Moi, j'aurais tendance - sans doute sous l'influence de ma langue maternelle - à mettre le second verbe en gros au même temps verbal que le premier. 

Ce que je voudrais savoir c'est si l'utilisation du verbe à l'infinitif dans ce genre de construction est typique du language journalistique ou bien s'il s'agit d'une structure tout à fait normale de la langue française.


----------



## snarkhunter

Bonjour,

Pour moi, ce n'est pas un procédé spécifique au langage journalistique, mais plutôt un _procédé narratif_ courant. Comme le _présent de narration_.
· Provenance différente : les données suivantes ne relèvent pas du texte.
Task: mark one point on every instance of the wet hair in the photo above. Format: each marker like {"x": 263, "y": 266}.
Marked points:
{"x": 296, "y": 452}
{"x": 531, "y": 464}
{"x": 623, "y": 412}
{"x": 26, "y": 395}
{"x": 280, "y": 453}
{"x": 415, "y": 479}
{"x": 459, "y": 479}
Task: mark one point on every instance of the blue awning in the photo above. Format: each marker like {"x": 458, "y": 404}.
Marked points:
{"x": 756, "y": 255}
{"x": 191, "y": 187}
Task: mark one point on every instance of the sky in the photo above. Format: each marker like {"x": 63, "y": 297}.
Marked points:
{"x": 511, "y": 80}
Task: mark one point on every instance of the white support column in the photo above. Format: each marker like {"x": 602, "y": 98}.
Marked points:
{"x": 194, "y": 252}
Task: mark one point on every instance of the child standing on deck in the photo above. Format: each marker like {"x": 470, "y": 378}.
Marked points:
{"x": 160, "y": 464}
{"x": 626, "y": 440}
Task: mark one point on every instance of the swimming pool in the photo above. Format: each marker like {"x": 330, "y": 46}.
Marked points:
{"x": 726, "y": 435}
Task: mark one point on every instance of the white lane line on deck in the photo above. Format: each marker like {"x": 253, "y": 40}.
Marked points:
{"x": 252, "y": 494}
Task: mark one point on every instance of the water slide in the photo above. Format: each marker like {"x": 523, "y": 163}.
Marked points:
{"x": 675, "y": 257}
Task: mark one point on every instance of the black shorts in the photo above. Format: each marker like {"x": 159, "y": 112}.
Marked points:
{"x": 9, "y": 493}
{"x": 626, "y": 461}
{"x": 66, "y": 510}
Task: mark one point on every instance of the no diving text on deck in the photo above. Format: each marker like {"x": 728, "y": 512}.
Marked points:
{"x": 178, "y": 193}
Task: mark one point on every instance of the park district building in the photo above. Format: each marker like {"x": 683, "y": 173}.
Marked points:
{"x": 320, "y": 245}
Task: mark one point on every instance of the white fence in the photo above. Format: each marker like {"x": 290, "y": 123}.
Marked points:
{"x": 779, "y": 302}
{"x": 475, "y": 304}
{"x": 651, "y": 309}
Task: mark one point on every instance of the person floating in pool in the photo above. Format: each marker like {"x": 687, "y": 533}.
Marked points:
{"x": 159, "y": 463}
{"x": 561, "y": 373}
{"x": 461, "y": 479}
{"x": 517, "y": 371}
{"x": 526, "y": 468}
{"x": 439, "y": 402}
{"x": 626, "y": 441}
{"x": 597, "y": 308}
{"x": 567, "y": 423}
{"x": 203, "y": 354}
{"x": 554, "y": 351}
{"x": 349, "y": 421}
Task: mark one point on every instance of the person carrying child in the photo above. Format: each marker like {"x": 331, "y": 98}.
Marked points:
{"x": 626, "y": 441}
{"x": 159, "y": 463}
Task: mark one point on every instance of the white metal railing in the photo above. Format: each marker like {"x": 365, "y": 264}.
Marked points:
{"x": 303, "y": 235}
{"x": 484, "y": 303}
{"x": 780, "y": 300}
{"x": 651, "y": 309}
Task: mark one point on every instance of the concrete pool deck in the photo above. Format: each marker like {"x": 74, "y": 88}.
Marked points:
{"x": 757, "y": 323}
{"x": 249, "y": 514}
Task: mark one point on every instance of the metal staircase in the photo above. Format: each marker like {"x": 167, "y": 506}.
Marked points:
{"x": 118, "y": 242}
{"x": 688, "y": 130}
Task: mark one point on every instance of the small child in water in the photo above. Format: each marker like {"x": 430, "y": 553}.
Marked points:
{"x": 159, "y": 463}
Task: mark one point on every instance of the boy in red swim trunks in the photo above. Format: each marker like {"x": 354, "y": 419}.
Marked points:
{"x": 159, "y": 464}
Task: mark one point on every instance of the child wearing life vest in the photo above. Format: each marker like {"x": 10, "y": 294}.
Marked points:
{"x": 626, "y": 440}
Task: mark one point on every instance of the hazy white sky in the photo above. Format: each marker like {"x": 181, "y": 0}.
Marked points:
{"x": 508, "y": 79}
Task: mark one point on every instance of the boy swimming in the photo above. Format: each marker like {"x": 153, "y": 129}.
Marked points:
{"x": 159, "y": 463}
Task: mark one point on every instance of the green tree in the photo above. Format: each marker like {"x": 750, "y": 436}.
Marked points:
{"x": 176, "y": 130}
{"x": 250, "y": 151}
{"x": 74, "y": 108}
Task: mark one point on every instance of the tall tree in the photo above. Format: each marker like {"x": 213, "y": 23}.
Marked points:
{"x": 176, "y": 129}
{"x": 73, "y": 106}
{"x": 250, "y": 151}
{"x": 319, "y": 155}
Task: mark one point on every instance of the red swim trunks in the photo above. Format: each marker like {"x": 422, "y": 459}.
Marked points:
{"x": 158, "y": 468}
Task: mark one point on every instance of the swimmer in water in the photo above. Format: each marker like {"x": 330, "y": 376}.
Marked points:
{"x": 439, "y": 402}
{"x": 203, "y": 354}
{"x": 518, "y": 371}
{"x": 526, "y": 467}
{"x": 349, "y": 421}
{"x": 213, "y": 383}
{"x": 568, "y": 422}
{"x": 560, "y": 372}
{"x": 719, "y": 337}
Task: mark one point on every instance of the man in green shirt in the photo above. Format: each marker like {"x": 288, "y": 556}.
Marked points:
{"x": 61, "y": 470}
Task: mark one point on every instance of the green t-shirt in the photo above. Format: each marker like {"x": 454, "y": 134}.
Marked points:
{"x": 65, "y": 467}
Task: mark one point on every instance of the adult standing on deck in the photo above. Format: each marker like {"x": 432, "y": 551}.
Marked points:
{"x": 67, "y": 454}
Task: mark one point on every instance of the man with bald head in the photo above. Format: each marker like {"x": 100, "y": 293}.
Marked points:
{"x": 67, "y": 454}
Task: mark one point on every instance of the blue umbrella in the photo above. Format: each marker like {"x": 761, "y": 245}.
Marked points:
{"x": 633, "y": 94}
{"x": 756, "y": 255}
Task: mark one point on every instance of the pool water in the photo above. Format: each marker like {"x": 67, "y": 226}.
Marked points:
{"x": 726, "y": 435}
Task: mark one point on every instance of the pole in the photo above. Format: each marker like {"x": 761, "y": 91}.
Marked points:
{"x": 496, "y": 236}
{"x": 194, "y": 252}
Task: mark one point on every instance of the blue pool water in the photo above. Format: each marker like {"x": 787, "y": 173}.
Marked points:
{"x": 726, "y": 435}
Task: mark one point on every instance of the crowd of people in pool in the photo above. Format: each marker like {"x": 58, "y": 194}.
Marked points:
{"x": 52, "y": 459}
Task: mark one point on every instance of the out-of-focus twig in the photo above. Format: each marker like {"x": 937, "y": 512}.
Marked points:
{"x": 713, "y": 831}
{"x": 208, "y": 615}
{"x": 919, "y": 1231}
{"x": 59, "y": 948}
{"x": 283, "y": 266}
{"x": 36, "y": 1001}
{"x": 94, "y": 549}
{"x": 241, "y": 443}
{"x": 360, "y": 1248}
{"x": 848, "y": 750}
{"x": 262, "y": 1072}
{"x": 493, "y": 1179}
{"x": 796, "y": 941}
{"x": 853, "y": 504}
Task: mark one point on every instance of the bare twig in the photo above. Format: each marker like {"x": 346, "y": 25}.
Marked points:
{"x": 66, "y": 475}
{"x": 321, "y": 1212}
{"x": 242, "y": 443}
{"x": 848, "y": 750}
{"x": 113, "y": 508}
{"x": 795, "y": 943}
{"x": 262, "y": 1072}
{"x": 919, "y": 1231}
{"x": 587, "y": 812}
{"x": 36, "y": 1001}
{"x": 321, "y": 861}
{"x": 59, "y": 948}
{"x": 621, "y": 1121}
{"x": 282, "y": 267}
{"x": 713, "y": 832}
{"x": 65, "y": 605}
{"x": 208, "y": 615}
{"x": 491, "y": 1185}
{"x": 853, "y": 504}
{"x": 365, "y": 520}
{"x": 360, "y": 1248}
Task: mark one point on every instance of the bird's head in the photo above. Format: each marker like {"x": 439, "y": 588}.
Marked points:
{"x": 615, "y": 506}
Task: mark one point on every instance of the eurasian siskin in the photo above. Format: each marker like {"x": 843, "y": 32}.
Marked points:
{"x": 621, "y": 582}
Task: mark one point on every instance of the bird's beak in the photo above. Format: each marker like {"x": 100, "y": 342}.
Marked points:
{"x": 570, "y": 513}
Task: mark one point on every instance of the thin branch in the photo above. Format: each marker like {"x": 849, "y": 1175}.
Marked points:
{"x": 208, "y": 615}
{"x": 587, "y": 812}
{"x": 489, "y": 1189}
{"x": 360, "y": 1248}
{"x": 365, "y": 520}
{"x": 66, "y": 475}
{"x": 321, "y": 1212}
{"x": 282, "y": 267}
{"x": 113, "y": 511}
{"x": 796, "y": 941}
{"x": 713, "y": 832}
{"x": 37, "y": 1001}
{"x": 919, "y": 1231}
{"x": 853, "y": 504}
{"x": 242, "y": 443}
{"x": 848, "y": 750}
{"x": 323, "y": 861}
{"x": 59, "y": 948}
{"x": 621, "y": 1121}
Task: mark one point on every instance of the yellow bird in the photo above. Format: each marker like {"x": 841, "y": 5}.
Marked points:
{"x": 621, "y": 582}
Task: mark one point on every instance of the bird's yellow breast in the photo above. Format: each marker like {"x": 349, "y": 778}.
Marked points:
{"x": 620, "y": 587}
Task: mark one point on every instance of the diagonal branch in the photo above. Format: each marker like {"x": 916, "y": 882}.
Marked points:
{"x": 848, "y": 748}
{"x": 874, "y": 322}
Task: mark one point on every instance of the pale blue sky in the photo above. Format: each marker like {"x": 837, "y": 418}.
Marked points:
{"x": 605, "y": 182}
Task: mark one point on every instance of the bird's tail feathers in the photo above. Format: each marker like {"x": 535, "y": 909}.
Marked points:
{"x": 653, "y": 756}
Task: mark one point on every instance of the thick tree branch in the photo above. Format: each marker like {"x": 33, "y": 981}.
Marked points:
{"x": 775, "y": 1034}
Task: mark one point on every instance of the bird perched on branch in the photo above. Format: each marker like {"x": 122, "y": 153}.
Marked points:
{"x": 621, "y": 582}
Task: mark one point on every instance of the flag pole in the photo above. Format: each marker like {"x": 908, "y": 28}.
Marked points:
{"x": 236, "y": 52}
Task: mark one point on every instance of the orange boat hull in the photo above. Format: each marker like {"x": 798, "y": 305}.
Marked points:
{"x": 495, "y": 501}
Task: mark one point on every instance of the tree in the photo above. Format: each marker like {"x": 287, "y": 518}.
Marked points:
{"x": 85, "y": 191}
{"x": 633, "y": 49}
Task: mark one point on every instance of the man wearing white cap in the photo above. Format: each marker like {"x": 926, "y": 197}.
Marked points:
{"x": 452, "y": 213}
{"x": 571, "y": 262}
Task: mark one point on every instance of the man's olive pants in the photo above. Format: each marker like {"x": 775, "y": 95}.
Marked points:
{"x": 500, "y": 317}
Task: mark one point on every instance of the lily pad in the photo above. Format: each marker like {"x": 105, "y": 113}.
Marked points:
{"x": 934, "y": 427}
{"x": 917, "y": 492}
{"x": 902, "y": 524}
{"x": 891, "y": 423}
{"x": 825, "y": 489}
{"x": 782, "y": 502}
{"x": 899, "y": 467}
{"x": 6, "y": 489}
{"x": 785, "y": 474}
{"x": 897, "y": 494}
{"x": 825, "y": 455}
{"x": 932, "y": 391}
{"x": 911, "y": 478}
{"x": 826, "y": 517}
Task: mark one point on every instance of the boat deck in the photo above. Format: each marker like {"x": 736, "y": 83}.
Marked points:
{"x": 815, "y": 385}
Le fait que ce soit surtout le langage journalistique qui en fasse usage tient sans doute avant tout au fait que le journalisme consiste le plus souvent à relater des faits qui appartiennent déjà au passé (fût-il récent), tout en essayant de les rendre aussi vivants que possible. C'est donc un artifice assez naturel...


----------



## LauraTMC

Bonjour les amis de Wordreference.com,

J'ai lu sur le "courrier international" les deux morceaux des phrases ci-dessous. Pourrait quel'qun m'expliquer un peu sur les parties en rouge? J'aimerais savoir si c'est une tournure de parler, car j'aurais écrit directement "le chroniqueur poursuit, le chroniqueur conclut ". Merci !

1)
_“Admettez-le, _écrit-il dans sa chronique du jour,_ vous n’avez aucune idée de ce à quoi va ressembler le premier mandat de Trump… et lui non plus d’ailleurs”._

*Et le chroniqueur de poursuivre*_ : “Trump n’a pas d’idéologie fixe (…), aucune expérience en matière de gouvernement. Trump ment tout le temps (…), ignore tout ou presque tout de la nation qu’il est amené à diriger, et son insécurité _[personnelle] _ne laisse pas de nous inquiéter”._

2)
Le danger, selon le chroniqueur, est que tout cela finisse_ “par ne plus paraître bizarre du tout. Après tout, ce qui fait de nous des humains, c’est notre résilience et notre capacité d’adaptation_, poursuit-il,_ mais pour l’instant je m’y refuse”_, car à ce stade, cela représenterait pour lui _“une forme de reddition”._

*Et le chroniqueur de conclure* : _“Martin Luther King a un jour déclaré qu’il était _‘fier d’être inadapté’_ aux iniquités et aux inégalités de son temps. Aujourd’hui, je suis fier d’être inadapté à Trump.”_

lien:États-Unis. Une investiture pas comme les autres


----------



## snarkhunter

Bonjour,

Cette construction ("Et X de + _verbe à l'inf._") est équivalente à "Et X + _verbe conjugué_".

"Et le chroniqueur de conclure" = "Et le chroniqueur conclut"

C'est une formule peut-être un peu dépassée, mais néanmoins encore utilisée dans un contexte plutôt formel de compte rendu ou de descriptif impersonnel.


----------